Wharton SBDC helps Nikki Jean the singer become Nikki Jean the baker (at least for now)

Sweet voice, sweet cookies. Nikki Jean is well loved. It's not unusual for her YouTube videos to receive 80,000 hits. She's toured with Lupe Fiasco, and co-written songs with many big names including Bob Dylan and Lamont Dozier. Two years ago, Nikki Jean was signed by Columbia records. And then her album was shelved. Meanwhile, the lovely and talented Nikki Jean's been baking cookies, and she's ready to turn that talent into a business.

She's at the Wharton Small Business Development Center orientation, along with about a dozen entrepreneurs who have assembled to soak up some of this top school's magic. This SBDC is funded by the Pennsylvania Department of Community and Economic Development, the US Small Business Administration, and Wharton, with little or no cost to participants. Therese Flaherty, PhD, director of the SBDC, says 70 to 80 percent of people attending the initial gathering will continue with Wharton in some way. "We don't charge but we invest," explains Flaherty, who taught for many years at Harvard Business School. "We'll have one meeting with anyone who has a business plan, but we've got to see some movement to have a second meeting. It could take a year before they come back." Those who commit and take the path through seven prescribed stages have access to Wharton MBA candidates who already work with some of the country's most influential business consulting firms.

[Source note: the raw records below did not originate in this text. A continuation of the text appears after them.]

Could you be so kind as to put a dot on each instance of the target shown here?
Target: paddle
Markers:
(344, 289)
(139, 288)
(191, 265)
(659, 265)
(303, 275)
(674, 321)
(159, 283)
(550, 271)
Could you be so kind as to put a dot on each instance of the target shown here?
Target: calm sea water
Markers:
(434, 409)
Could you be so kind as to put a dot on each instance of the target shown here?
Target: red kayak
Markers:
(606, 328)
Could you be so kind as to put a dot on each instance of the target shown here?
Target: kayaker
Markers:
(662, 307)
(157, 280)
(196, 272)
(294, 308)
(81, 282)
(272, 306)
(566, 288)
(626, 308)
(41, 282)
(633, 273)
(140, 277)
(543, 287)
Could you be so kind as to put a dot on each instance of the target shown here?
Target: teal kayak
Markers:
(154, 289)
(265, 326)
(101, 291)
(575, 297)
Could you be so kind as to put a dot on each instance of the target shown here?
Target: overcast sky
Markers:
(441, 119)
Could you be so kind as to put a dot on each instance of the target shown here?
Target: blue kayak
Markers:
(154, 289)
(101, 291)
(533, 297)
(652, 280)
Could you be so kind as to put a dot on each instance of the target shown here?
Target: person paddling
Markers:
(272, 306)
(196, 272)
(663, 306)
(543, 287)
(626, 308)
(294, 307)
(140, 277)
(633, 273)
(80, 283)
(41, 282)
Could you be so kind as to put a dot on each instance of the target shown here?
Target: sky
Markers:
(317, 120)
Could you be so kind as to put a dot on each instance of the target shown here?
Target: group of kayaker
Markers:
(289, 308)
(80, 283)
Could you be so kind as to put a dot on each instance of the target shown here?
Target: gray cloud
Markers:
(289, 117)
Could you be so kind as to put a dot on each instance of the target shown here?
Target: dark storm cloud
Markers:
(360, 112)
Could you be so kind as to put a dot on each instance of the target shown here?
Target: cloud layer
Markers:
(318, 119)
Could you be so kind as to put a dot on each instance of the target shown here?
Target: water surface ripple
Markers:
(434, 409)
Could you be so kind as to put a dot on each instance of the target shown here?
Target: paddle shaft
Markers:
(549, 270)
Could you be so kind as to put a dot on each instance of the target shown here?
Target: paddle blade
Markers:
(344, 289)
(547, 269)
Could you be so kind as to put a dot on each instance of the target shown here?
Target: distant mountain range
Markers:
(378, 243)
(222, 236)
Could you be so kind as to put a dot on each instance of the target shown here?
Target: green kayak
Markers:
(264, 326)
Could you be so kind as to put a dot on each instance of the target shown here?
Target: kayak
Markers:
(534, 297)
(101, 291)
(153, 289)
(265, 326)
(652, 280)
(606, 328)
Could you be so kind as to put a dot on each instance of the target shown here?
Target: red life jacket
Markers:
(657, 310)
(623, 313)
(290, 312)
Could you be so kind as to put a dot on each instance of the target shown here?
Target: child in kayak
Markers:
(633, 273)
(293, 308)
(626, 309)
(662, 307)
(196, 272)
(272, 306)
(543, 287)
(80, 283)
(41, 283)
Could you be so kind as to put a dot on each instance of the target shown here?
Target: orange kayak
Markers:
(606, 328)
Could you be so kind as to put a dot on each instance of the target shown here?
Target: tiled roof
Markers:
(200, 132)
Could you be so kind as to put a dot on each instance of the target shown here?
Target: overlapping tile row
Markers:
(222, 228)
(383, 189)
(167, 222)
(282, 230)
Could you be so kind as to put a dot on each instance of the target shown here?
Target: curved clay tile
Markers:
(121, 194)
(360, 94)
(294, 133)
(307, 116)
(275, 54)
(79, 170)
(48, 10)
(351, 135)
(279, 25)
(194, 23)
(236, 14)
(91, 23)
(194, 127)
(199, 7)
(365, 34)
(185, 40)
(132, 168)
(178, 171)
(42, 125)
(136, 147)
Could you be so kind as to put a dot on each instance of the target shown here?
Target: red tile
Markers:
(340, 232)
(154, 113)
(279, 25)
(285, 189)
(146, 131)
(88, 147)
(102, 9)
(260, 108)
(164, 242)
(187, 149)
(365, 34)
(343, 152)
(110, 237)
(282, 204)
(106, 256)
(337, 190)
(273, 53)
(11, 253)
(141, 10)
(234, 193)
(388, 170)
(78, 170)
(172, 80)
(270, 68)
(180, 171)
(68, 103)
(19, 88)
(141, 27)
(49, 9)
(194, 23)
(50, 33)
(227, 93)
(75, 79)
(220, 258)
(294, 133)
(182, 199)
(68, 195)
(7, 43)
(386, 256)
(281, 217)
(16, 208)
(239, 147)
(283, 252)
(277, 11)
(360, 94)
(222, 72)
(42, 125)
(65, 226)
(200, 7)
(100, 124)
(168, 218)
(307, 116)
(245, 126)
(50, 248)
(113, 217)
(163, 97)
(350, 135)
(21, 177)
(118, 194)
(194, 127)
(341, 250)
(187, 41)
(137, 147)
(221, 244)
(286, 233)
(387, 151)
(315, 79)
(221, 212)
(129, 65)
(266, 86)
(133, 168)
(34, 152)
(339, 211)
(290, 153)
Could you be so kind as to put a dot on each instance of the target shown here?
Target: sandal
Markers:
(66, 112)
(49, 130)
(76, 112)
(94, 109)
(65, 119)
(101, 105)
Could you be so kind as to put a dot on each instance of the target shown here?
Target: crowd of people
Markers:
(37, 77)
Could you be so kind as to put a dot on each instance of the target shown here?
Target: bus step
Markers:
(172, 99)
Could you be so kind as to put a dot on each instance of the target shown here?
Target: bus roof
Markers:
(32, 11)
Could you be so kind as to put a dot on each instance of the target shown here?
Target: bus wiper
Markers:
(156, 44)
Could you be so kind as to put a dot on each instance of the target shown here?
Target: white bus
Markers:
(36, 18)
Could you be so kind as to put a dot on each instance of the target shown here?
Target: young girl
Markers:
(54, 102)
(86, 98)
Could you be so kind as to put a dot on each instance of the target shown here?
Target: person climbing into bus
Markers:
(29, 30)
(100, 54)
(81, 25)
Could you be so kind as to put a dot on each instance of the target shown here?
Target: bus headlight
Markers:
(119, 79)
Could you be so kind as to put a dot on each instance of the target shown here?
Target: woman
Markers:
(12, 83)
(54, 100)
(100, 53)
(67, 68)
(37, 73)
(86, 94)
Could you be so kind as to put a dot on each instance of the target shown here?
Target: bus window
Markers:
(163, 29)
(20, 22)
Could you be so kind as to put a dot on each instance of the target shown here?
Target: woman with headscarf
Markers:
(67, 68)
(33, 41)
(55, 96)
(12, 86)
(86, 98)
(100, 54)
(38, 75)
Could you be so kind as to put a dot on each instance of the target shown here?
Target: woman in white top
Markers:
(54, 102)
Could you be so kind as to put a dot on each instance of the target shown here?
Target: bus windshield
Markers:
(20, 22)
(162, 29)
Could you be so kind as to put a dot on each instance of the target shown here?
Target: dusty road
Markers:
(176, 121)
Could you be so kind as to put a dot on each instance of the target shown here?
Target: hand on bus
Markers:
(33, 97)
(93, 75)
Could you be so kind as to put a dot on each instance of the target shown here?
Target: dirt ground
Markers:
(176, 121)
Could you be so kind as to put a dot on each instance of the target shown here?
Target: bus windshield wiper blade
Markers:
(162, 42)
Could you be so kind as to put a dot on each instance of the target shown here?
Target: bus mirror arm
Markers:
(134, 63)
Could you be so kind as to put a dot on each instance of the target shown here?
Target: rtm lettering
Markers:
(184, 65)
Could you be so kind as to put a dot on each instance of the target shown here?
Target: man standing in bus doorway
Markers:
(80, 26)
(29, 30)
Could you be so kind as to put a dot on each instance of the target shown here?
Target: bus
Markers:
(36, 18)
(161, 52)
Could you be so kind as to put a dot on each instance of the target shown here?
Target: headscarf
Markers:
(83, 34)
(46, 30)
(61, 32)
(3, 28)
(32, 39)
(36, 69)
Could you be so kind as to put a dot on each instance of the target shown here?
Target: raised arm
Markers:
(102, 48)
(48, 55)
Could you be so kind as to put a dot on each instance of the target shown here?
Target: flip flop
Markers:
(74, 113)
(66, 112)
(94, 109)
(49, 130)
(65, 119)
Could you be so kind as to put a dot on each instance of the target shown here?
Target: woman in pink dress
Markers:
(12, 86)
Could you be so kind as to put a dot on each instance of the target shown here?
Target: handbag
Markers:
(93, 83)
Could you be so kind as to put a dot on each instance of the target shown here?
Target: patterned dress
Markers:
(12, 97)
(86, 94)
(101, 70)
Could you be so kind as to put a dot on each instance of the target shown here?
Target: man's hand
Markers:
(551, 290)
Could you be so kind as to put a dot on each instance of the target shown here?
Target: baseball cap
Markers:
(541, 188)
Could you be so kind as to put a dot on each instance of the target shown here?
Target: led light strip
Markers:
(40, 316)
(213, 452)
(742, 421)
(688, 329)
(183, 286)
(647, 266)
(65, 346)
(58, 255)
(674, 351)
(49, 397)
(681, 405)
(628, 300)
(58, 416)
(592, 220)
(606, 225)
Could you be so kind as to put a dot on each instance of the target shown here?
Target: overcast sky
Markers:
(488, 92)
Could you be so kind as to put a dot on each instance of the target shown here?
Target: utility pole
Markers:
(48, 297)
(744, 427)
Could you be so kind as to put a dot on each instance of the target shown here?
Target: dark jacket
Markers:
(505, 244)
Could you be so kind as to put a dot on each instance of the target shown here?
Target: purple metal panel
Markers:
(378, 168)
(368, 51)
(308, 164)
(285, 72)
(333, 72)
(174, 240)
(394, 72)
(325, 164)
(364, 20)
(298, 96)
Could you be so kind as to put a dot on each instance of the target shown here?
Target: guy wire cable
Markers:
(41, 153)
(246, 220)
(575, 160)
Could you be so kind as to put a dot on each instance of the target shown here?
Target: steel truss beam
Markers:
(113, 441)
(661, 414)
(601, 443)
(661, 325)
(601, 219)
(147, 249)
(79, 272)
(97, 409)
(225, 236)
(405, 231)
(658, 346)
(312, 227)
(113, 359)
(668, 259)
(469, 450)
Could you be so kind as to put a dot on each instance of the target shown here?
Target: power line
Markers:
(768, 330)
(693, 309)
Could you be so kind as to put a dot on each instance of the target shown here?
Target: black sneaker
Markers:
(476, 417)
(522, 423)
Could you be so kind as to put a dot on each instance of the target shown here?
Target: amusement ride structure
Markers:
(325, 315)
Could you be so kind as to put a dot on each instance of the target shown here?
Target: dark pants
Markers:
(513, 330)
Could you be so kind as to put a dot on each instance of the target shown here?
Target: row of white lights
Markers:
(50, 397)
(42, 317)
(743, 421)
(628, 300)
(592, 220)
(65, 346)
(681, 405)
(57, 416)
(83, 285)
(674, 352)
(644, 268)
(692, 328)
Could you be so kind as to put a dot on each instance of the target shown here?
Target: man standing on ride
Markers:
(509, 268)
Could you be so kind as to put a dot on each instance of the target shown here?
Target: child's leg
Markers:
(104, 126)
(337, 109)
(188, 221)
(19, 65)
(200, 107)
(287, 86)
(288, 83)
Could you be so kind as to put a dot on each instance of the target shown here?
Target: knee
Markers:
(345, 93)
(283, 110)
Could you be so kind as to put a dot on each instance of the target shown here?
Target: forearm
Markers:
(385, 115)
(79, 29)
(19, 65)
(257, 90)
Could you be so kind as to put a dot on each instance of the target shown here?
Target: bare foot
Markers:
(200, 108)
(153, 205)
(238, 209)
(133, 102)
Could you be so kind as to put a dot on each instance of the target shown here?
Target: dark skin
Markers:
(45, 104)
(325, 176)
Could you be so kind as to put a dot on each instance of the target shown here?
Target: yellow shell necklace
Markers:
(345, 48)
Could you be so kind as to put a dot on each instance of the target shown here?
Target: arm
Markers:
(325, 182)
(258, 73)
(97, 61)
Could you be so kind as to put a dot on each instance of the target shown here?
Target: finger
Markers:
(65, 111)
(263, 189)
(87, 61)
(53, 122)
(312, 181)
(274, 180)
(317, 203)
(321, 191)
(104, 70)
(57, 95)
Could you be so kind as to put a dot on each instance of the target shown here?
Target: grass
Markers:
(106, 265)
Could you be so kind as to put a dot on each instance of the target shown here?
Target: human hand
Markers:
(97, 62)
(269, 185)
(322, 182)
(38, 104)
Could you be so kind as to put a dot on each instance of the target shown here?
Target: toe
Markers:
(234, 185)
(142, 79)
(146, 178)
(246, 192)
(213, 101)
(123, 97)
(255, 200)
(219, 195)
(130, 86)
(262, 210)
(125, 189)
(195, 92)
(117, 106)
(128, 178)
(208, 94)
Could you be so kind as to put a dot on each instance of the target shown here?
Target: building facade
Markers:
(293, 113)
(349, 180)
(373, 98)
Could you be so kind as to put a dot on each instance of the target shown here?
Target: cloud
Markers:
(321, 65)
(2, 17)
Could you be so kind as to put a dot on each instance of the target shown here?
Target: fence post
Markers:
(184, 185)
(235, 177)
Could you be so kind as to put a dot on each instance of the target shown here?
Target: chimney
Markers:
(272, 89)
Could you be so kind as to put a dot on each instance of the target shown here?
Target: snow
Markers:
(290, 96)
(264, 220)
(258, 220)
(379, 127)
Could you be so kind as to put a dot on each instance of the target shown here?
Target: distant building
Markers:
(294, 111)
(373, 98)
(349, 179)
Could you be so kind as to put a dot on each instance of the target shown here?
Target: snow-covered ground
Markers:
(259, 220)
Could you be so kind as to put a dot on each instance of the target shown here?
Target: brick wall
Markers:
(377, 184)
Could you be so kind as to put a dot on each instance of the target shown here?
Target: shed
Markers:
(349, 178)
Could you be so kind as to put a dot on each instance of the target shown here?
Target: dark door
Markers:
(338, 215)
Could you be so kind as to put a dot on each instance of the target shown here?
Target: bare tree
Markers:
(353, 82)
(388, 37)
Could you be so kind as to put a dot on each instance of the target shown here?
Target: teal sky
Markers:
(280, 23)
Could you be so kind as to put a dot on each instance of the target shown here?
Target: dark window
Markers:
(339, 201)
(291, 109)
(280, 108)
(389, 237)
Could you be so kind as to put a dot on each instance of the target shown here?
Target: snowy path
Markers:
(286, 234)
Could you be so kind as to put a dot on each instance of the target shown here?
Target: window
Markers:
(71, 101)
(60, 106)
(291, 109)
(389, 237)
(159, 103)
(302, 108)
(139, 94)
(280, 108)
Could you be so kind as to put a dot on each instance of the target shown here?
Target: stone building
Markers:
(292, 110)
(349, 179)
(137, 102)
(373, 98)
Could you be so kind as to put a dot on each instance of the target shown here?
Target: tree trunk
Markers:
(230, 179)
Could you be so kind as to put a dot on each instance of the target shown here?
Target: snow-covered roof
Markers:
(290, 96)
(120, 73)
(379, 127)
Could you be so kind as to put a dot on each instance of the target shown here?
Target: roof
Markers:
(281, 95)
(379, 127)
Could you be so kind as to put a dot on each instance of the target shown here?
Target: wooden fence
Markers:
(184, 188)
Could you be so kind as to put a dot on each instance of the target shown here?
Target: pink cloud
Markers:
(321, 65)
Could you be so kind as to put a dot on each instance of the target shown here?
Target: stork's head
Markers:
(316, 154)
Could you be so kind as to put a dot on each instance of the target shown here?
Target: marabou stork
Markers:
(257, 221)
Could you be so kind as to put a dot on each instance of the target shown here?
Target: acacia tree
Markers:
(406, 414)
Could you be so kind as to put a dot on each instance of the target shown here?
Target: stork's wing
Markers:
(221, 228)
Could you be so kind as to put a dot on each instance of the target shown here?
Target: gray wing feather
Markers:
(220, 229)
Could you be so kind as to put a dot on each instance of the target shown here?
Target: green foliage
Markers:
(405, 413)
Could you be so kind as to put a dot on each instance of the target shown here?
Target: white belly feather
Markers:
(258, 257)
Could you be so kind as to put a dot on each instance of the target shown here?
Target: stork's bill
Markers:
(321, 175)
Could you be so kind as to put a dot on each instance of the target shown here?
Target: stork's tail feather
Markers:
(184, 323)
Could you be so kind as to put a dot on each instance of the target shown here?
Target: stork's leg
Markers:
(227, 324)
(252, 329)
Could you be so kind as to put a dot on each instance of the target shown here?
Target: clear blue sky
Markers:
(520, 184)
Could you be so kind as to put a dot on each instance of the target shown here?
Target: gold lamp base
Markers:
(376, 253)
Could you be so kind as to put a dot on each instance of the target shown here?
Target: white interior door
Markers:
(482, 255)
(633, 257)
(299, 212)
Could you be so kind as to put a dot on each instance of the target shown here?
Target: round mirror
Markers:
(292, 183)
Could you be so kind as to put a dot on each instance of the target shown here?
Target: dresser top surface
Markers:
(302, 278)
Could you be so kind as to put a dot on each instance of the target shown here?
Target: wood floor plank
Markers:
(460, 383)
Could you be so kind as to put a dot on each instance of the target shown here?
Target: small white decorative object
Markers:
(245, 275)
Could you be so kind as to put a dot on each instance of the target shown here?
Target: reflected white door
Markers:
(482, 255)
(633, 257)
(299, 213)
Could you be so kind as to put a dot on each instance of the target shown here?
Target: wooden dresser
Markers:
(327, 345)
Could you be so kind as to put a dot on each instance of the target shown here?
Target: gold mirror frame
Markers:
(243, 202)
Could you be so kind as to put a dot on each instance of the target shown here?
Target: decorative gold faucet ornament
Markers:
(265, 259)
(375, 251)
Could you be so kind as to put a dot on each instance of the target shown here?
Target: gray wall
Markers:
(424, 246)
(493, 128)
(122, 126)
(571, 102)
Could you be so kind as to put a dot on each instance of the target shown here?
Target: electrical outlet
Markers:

Nikki Jean needs a money making opportunity that has nothing to do with the fickle business of selling records. "I come from a family of bakers," says Nikki Jean. "I started baking cookies for friends, and then fans." While on tour, she used a toaster oven to make cookies. When the release date of her shelved album kept getting pushed back, she decided to go for cookie baking full time, and after a quick Google search, she chose Wharton. While working on her business plan to create White Chocolate Raspberry, Oatmeal Rum Raisin and Maple Bacon cookies, she's shopping around for a commercial kitchen space and filling out a large pile of paperwork for the city and state. She's just received news that she's been picked up by a smaller independent record label, so she's going to have to manage a dual recording and baking career.

For Therese Flaherty, the joy lies in seeing grown ups think for themselves. "It's all about giving people a safe place to think and explore their commitments. I love seeing learning." The SBDC is not going to tell Nikki Jean and her assembled colleagues how to make business ideas better; rather, the program offers partnership and plenty of patience.